NICER studies X-ray emissions from sources such as black holes and neutron stars. Using these data, the team's algorithm identified 26 black hole X-ray binaries that were previously known to emit X-ray outbursts. Then, the team narrowed those down to 10 systems that were close and bright enough for the researchers to discern X-ray echoes amid the outbursts.
This method revealed eight previously unknown echoes from nearby black hole X-ray binaries. Before now, only two such systems were known to emit X-ray echoes in the Milky Way, according to a statement from MIT.
Among the eight systems identified, the researchers found that the black holes ranged in mass from five to 15 times the mass of the sun, and all were feeding on sun-like stars. Using these data, the team recreated the evolution of a black hole as it fed on stellar material and then converted the X-ray echoes into sound waves, which you can listen to in the window at the top of the page or directly on YouTube.
Black hole evolution
The researchers compared the echoes across the eight systems, revealing a common evolution in the black holes' immediate vicinity. First, the black holes emit X-rays lasting several weeks, during which time the black holes generate luminous coronas — the regions of high-energy plasma just outside black hole boundaries — and jets of material moving at nearly the speed of light. Then, over several days, the coronas begin to fade and the jets sputter out as the black holes settle into a lower-energy state.

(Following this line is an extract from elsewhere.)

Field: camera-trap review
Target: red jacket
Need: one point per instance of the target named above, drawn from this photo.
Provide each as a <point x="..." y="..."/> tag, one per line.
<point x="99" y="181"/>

However, the black holes emit one final burst of high-energy particles before disappearing entirely. This could help to explain how supermassive black holes, which are believed to lie at the centers of all large galaxies, eject particles across vast distances and shape galaxy formation, according to the statement.
"The role of black holes in galaxy evolution is an outstanding question in modern astrophysics," Erin Kara, co-author of the study and an assistant professor of physics at MIT, said in the statement. "Interestingly, these black hole binaries appear to be 'mini' supermassive black holes, and so by understanding the outbursts in these small, nearby systems, we can understand how similar outbursts in supermassive black holes affect the galaxies in which they reside."
Some of the X-ray emissions reflect off the black holes' accretion disks, creating echoes of the initial emission. The researchers calculated the distance between a black hole's corona and accretion disk based on when NICER received light from the corona, versus when it detected the X-ray echoes. In turn, the map of the black hole's surroundings revealed hints about how its corona and disk evolved.
In addition, the researchers found that the transitional period from a high- to lower-energy state grew longer in all of the black hole binaries studied, suggesting that the distance between the corona and the disk also grew. This may be the result of the corona briefly expanding during a black hole's last high-energy burst before it finishes its stellar meal and goes quiet, the researchers said in the statement.
"We're at the beginnings of being able to use these light echoes to reconstruct the environments closest to the black hole," Kara said in the statement. "Now we've shown these echoes are commonly observed, and we're able to probe connections between a black hole's disk, jet and corona in a new way."
The findings were published May 2 in The Astrophysical Journal.